Figure 9: Example output of Phi-4-mini-instruct quantized with and without PARQ QAT at bit-widths of 2, 3, and 4, deployed on an iPhone 15 Pro using ExecuTorch.
Looking Ahead
In this blog, we highlighted two new TorchAO QAT integrations with Unsloth and Axolotl and presented PARQ, a novel optimizer-based QAT technique targeting lower bit settings. In the near future, we plan to explore the following directions to continue this work:
- Reinforcement Learning. Popular RL algorithms like Proximal Policy Optimization (PPO) and Group Relative Policy Optimization (GRPO) can benefit from on-the-fly quantized rollouts. To maintain true on-policy RL training, however, QAT will be needed to match inference numerics. Exploring how TorchAO QAT can be applied in this setting will be an interesting direction to explore.
- Leveraging GPU kernels during QAT. There are opportunities to speed up training using custom kernels designed for QAT like the ones in FP-Quant, e.g., performing MXFP4 GEMM during forward and MXFP8 GEMM during backward in this autograd function. For QAT workflows targeting integer quantized dtypes, replicating the integer numerics during training can additionally reduce potential numerical discrepancies in the end-to-end workflow.
- Further integrations. We also plan to incorporate QAT into newer fine-tuning frameworks like TorchForge and improve our existing integrations by, for example, adding LoRA support to Axolotl QAT.

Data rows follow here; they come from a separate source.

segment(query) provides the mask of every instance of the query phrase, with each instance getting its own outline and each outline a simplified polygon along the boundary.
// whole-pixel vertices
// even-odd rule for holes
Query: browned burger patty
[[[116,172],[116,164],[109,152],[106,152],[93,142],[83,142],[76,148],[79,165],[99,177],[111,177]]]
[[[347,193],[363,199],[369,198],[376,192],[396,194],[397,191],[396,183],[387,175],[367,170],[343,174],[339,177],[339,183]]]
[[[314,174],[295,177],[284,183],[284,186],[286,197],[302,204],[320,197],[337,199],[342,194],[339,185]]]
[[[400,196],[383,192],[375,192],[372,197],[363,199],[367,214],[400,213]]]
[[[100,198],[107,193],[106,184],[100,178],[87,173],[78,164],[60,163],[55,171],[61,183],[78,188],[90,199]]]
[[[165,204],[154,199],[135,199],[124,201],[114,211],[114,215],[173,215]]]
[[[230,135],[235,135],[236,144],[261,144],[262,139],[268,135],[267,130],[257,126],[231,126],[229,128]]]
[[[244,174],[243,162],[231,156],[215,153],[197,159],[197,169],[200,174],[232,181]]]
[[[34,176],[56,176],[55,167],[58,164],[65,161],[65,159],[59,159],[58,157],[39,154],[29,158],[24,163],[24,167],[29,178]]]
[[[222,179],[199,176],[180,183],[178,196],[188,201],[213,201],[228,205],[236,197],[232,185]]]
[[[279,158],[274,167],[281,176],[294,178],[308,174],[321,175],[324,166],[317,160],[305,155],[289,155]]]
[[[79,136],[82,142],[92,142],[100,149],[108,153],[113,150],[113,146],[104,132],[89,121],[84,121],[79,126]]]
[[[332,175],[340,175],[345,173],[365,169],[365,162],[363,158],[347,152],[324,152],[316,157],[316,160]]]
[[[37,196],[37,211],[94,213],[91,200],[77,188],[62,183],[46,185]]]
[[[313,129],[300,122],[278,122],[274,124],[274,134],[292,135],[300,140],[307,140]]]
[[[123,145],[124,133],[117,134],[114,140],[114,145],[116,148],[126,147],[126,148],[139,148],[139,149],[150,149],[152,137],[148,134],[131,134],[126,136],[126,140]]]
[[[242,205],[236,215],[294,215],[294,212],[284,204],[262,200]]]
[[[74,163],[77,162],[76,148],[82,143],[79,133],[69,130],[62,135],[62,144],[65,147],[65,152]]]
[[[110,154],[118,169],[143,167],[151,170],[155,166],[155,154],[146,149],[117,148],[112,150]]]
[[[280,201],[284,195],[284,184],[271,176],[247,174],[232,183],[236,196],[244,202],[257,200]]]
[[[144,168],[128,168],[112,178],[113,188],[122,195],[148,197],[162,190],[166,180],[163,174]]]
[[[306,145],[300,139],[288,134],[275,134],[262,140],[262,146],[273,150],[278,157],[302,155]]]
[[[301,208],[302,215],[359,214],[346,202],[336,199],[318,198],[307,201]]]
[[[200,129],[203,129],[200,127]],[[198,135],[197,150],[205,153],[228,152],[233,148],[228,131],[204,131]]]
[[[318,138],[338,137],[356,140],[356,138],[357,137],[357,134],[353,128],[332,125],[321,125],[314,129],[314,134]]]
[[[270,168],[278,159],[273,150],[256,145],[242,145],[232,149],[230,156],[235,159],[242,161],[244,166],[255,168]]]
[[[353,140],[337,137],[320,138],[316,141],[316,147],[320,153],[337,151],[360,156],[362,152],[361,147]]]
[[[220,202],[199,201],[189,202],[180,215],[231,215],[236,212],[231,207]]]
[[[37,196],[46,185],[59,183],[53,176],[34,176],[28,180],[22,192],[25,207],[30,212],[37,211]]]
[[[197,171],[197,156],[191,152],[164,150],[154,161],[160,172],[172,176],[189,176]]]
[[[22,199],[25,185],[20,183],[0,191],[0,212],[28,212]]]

- PARQ. We plan to extend support for experimental new optimization algorithms. These are similar to PARQ’s existing algorithm but have more precise convergence guarantees on nonconvex problems.
Acknowledgements
We are deeply grateful to our external collaborators Daniel Han, Michael Han, Datta Nimmaturi (Unsloth), Salman Mohammadi, and Wing Lian (Axolotl) for a fruitful TorchAO QAT integration. We also thank Nick Harvey from Lambda Labs for providing the infrastructure for running our NVFP4 QAT experiments. Finally, we express our gratitude to everyone who provided valuable feedback to the project and this blog, including Driss Guessous, Vasiliy Kuznetsov, Supriya Rao, Mark Saroufim, and Lin Xiao.